Eine daraus sich zusammensetzende Klanglandschaft ist in einem ständigen Wandel begriffen, der auch von Klimaveränderungen und den sich daraus ergebenden meteorologischen Schwankungen mit bestimmt wird. Wir können beim konzentrierten Lauschen und Zeichnen also davon ausgehen, dass sich aus dem, was wir hören, ein bedeutsames Wissen über die Umwelt ableiten lässt.

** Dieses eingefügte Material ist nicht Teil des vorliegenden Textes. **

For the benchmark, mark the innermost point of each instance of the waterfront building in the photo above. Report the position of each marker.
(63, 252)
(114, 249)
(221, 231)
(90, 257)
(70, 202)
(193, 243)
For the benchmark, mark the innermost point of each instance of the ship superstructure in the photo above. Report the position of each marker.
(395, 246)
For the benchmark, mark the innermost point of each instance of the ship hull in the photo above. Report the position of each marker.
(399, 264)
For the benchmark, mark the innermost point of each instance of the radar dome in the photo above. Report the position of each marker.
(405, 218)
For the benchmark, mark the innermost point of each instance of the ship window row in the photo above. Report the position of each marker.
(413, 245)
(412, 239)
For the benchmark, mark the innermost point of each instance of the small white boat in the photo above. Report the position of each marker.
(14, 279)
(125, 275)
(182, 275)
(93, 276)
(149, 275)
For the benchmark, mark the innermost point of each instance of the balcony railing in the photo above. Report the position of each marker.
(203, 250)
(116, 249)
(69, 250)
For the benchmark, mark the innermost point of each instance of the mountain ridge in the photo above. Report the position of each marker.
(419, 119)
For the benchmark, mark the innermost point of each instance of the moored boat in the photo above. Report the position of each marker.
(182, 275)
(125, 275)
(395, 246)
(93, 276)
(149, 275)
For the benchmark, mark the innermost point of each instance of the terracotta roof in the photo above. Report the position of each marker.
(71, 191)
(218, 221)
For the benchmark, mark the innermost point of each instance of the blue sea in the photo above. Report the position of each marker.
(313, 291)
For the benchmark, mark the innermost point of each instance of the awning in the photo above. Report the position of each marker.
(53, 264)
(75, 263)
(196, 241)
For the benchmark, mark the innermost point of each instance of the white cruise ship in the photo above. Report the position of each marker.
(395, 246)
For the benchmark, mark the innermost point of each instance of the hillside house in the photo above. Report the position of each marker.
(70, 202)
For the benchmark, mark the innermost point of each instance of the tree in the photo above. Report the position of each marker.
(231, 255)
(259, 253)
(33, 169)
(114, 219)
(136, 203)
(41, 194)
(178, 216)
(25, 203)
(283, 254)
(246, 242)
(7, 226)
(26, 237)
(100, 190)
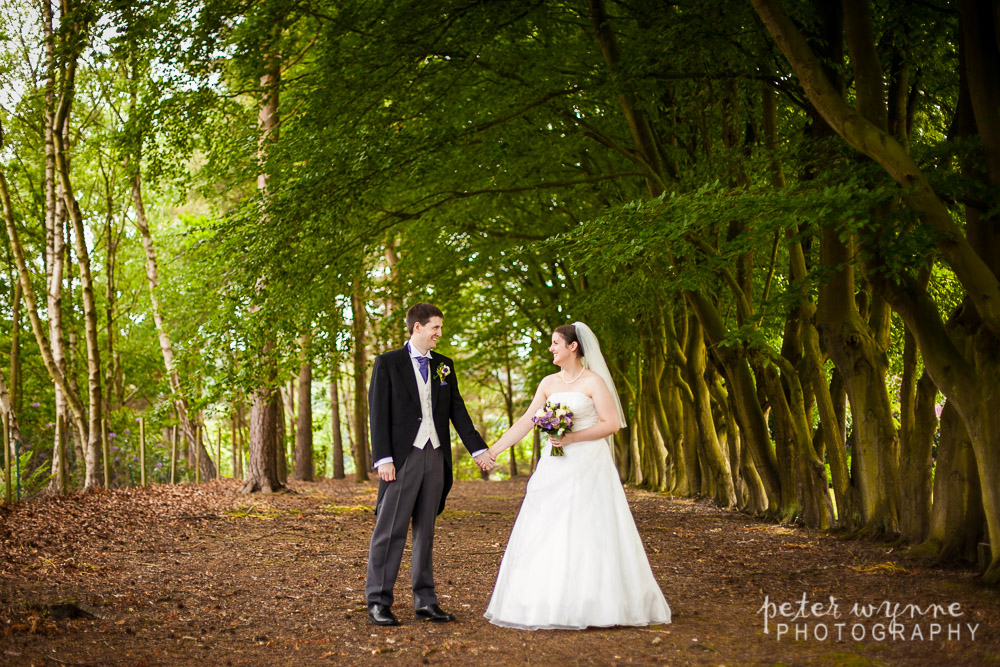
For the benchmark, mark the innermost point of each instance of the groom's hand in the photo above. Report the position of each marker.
(387, 472)
(485, 461)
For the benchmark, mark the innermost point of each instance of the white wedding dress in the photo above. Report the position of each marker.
(574, 558)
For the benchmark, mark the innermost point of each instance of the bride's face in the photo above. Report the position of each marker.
(561, 352)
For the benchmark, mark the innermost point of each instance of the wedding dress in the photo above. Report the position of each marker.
(574, 558)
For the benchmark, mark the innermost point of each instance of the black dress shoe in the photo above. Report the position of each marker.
(432, 612)
(381, 614)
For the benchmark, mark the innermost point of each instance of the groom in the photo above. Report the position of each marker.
(412, 396)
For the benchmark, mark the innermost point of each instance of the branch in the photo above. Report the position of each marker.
(981, 284)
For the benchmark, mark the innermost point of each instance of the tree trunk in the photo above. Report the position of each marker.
(262, 468)
(337, 436)
(153, 279)
(953, 532)
(265, 408)
(304, 465)
(361, 457)
(711, 450)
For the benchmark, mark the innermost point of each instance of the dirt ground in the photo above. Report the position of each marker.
(189, 575)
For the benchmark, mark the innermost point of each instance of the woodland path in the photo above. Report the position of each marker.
(191, 576)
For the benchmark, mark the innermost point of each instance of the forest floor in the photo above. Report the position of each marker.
(189, 575)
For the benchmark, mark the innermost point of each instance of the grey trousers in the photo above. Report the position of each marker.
(415, 495)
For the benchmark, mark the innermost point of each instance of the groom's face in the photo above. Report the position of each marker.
(425, 336)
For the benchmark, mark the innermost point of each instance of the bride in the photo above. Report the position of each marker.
(574, 558)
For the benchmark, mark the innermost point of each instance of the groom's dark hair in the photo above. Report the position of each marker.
(422, 312)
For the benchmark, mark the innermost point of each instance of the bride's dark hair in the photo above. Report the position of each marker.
(568, 332)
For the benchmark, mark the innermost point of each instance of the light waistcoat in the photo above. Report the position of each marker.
(426, 431)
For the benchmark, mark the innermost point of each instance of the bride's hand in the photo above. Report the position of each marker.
(566, 439)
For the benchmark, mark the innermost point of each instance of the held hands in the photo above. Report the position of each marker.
(486, 460)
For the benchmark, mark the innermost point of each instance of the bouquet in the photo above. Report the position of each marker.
(554, 419)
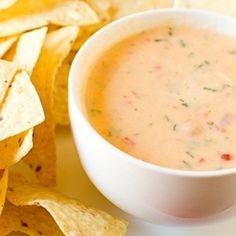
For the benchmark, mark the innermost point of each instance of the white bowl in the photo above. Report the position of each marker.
(142, 189)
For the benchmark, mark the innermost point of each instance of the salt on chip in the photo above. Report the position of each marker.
(7, 74)
(3, 187)
(124, 8)
(6, 4)
(72, 217)
(222, 6)
(19, 19)
(13, 149)
(21, 109)
(42, 158)
(5, 44)
(28, 49)
(60, 106)
(30, 220)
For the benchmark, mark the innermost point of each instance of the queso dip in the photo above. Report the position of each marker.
(167, 96)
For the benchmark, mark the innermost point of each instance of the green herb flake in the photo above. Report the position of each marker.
(174, 127)
(159, 40)
(167, 118)
(210, 89)
(187, 164)
(190, 154)
(182, 43)
(183, 103)
(170, 31)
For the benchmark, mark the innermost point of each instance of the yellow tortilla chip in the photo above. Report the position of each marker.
(60, 106)
(5, 44)
(28, 49)
(3, 188)
(127, 7)
(222, 6)
(6, 4)
(7, 74)
(42, 158)
(30, 220)
(102, 8)
(72, 217)
(13, 149)
(21, 108)
(19, 18)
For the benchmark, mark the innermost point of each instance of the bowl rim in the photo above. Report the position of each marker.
(73, 103)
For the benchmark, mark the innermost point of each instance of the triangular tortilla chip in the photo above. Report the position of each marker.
(3, 188)
(42, 158)
(21, 109)
(31, 220)
(13, 149)
(5, 44)
(7, 74)
(28, 49)
(72, 217)
(19, 18)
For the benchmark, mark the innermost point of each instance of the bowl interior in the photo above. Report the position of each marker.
(123, 28)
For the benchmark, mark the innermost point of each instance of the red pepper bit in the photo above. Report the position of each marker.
(226, 157)
(201, 160)
(128, 141)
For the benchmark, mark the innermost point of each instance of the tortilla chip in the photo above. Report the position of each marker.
(4, 4)
(3, 188)
(5, 44)
(31, 220)
(222, 6)
(102, 8)
(28, 49)
(72, 217)
(7, 74)
(60, 106)
(13, 149)
(124, 8)
(42, 158)
(21, 109)
(19, 18)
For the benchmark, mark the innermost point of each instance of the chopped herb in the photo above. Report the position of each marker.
(204, 63)
(159, 40)
(183, 103)
(232, 52)
(186, 163)
(190, 154)
(24, 224)
(226, 86)
(210, 89)
(182, 43)
(167, 118)
(174, 127)
(170, 31)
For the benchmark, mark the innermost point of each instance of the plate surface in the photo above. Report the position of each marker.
(73, 181)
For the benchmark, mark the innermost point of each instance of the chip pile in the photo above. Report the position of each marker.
(38, 41)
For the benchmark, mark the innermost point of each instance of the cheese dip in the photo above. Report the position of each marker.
(167, 96)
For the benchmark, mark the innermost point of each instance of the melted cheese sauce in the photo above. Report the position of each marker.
(167, 96)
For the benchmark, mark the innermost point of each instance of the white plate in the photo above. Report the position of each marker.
(72, 180)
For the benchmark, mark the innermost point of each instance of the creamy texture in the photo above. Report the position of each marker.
(168, 96)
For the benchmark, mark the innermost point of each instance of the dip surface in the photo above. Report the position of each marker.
(167, 96)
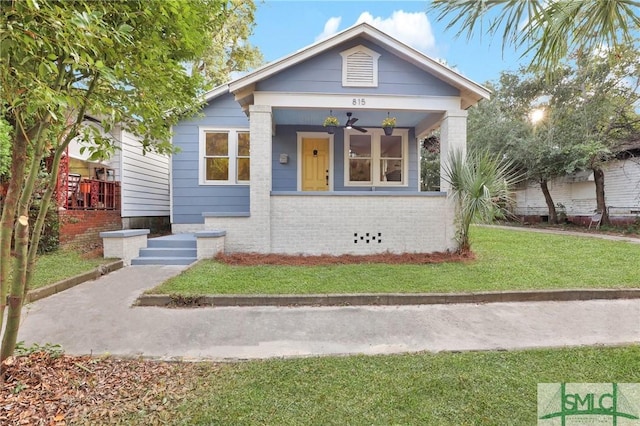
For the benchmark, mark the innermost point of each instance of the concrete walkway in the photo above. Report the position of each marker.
(96, 317)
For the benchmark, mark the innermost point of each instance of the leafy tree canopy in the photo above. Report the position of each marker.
(549, 30)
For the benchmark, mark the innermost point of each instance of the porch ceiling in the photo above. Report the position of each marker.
(366, 118)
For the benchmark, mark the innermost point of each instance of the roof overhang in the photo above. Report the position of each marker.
(470, 91)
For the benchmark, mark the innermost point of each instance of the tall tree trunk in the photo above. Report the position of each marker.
(36, 231)
(553, 216)
(17, 289)
(601, 204)
(9, 209)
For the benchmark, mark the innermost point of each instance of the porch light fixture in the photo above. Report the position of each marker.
(331, 122)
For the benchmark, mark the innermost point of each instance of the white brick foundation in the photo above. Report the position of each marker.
(328, 224)
(125, 244)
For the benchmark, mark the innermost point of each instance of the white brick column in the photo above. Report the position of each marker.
(260, 188)
(453, 137)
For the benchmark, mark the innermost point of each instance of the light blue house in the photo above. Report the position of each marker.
(259, 164)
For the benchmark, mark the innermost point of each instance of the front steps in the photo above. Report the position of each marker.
(180, 249)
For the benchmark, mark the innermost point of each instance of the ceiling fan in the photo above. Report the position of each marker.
(350, 124)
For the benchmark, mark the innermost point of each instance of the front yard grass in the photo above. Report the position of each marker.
(505, 260)
(53, 267)
(491, 388)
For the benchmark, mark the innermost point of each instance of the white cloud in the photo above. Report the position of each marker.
(330, 27)
(412, 28)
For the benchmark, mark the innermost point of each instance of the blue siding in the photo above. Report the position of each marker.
(323, 73)
(285, 175)
(190, 199)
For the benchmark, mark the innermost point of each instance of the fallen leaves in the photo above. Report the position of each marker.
(39, 389)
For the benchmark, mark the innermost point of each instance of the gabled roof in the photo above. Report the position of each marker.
(470, 91)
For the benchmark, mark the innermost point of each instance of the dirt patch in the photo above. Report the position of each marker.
(41, 389)
(250, 259)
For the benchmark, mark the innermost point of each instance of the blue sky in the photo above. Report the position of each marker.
(283, 27)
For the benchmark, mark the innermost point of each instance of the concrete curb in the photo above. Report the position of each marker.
(65, 284)
(163, 300)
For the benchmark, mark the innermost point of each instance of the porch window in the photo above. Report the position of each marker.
(374, 159)
(225, 156)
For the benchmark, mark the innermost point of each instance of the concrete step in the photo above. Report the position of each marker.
(168, 252)
(178, 249)
(163, 261)
(171, 243)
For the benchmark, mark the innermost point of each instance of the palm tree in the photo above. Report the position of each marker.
(481, 188)
(549, 29)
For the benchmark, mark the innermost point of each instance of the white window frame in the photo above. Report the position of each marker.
(345, 59)
(233, 155)
(376, 134)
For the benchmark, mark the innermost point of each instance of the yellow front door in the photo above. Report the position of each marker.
(315, 164)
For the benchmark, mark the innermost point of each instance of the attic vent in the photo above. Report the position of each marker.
(359, 67)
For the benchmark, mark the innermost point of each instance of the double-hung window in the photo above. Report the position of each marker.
(224, 156)
(375, 159)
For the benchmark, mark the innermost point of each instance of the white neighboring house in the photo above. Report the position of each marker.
(134, 183)
(577, 192)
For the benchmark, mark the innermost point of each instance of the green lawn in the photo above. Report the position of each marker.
(488, 388)
(61, 264)
(506, 260)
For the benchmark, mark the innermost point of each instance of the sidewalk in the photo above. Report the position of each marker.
(96, 318)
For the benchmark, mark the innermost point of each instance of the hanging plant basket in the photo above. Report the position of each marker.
(388, 124)
(331, 123)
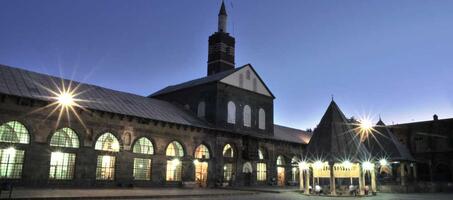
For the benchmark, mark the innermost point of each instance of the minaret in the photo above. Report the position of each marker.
(221, 46)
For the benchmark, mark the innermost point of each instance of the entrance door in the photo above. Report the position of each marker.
(201, 173)
(280, 176)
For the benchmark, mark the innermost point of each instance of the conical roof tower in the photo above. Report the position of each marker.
(335, 139)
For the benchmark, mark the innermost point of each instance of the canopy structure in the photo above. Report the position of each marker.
(335, 152)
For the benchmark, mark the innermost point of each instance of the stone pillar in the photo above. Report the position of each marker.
(361, 181)
(307, 181)
(333, 190)
(373, 181)
(301, 178)
(403, 173)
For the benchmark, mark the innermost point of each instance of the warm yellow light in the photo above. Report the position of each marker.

Wir können räumliche und zeitliche Veränderungen in einem Lebensraum erfassen, seine Artenvielfalt erkennen und die durch menschliche Aktivitäten verursachte Lärmbelästigung identifizieren.

Wie auch immer wir davon etwas zu Papier bringen – freie Skizzen zu akustischen Eindrücken helfen bei der Bewusstwerdung und beim Erinnern an die vielfältigen Ausdrucksweisen lebendiger Zusammenhänge und beim Einüben in die Wahrnehmung aus der Perspektive des Hörens.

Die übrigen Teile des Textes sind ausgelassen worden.